A True Hollywood Story: Let’s Talk About Jessica Biel
There are certain narratives in Hollywood that are as old as the industry itself: The child star all grown up; the sexy reinvention; the celebrity power couple love story; the Earth mother evolution. The first fan magazines were chock full of glowing reports on the lives of the rich and famous, from their slimming techniques to their enviable marriages. You can find variations of those narratives in every iteration of gossip, be in the scandalous tabloids or the more respectable glossies. These are the stories needed to keep a star famous, and to hook the interests of audiences who have grown used to new faces every week. It’s fascinating how little these moulds change. We’re still shocked by child stars going adult in the most risque manners possible, and we still get excited when two famous people pair up to marry, have babies and suddenly form an interest in lifestyle branding.

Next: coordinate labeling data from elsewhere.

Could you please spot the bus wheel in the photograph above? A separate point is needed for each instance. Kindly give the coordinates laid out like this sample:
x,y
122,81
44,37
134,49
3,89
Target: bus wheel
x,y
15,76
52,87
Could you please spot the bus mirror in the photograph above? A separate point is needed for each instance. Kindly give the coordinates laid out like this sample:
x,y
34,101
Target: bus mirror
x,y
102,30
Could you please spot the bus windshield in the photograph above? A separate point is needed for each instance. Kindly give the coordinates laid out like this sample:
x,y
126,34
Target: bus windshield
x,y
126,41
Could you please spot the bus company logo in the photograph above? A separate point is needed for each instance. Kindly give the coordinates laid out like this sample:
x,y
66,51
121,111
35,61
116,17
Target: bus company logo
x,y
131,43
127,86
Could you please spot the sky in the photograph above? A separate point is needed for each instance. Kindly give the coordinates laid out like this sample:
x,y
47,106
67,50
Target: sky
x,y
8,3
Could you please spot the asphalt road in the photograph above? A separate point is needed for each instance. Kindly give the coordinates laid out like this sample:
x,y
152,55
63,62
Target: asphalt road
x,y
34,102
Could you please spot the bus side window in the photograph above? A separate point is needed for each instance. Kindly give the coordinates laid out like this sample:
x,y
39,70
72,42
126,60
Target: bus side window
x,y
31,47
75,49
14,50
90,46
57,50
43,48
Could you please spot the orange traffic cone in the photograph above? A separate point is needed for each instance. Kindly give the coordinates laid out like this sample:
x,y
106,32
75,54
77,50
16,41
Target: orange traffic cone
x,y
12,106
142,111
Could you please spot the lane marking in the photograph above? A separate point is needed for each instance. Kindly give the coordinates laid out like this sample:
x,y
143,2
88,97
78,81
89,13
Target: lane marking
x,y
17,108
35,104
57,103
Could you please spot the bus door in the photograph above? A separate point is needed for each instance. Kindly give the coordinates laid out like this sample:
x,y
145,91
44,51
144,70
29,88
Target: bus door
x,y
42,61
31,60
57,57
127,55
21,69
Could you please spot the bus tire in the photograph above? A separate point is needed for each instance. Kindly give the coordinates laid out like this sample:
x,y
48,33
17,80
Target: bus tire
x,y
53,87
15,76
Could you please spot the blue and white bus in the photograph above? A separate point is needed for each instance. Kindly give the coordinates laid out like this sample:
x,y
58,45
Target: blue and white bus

Everyone in the public eye will go through at least one of these narratives, but it’s rare to see one star embody them all, and to so little fanfare.
Jessica Biel has done it all: She shed her painfully pure youthful image through a raunchy photoshoot; she rose to prominence through middling roles that gave her enough visibility to become a sex symbol; she dated eligible bachelors and married one; then she took on the celebrity mother persona with real zeal and increased profit margins. Now, as the age of Peak TV sees the medium become a welcoming home for actors big and small, Biel is moving into the possibilities of a new age with her role in The Sinner. You probably didn’t think about her that way, or really care, but such is the fate of the sex symbol.
Biel got her start, like many child actors, in TV and print adverts but it didn’t take long for her to be cast in the pilot for the WB family drama, 7th Heaven, in the role of daughter Mary. The show was a massive success, running for 11 seasons and giving the WB its best ratings ever. It’s still the most watched series on the network and holds the record for their most watched hour of TV, an impressive 12.5m viewers. Nowadays, that’s Game of Thones ratings, but for a mid-90s clean-cut family drama that now airs on the Hallmark Channel in syndication, those were some astounding numbers. The notoriously censorship friendly Parents Television Council loved the show, frequently citing it as one of the most family-friendly shows on-air, although it’s hard to see how a conservative think-tank would ever be disapproving of a show about a good Christian family working their problems out together. Even when the show took on darker subjects, it remained a sweet and syrupy watch. The acting’s varied in quality, the production values look cheap (despite the show costing a surprising amount to run), and it embodied the textbook definition of ‘uncool’. By the late 90s, the WB were actively trying to court a younger, hipper audience with shows like Buffy the Vampire Slayer and Roswell, but it was 7th Heaven that brought them the ratings they craved.
It wasn’t much of an acting boon for Biel, who is decent in the show but has very little to work with. Movie roles were also thin on the ground, although she did make her feature debut in the Oscar nominated drama Ulee’s Gold alongside Peter Fonda. Being the vaguely cool rebel on a show as apple pie wholesome as 7th Heaven would probably have felt smothering for a young talent like Biel. Unfortunately, the industry has few options for young women to make the jump into adulthood without being heavily sexualised. For Biel, this took the form of an infamous nude shoot with the now defunct Gear magazine, founded by none other than Bob Guccione Jr., son of the Penthouse founder Bob Guccione. Guccione Jr pitched Gear as a successor to more upmarket titles like GQ, who balanced top journalism and expensive style with the occasional nude woman. Advertisers saw it differently and sold it more like a lads mag, which has much cheaper connotations. Biel’s cover for Gear, captioned with the headline ‘Fallen Angel’, is very much a 2000 cover: The come hither pose, the Jennifer Aniston haircut, the vaguely seedy air around the entire pose, which evokes Page 3 models.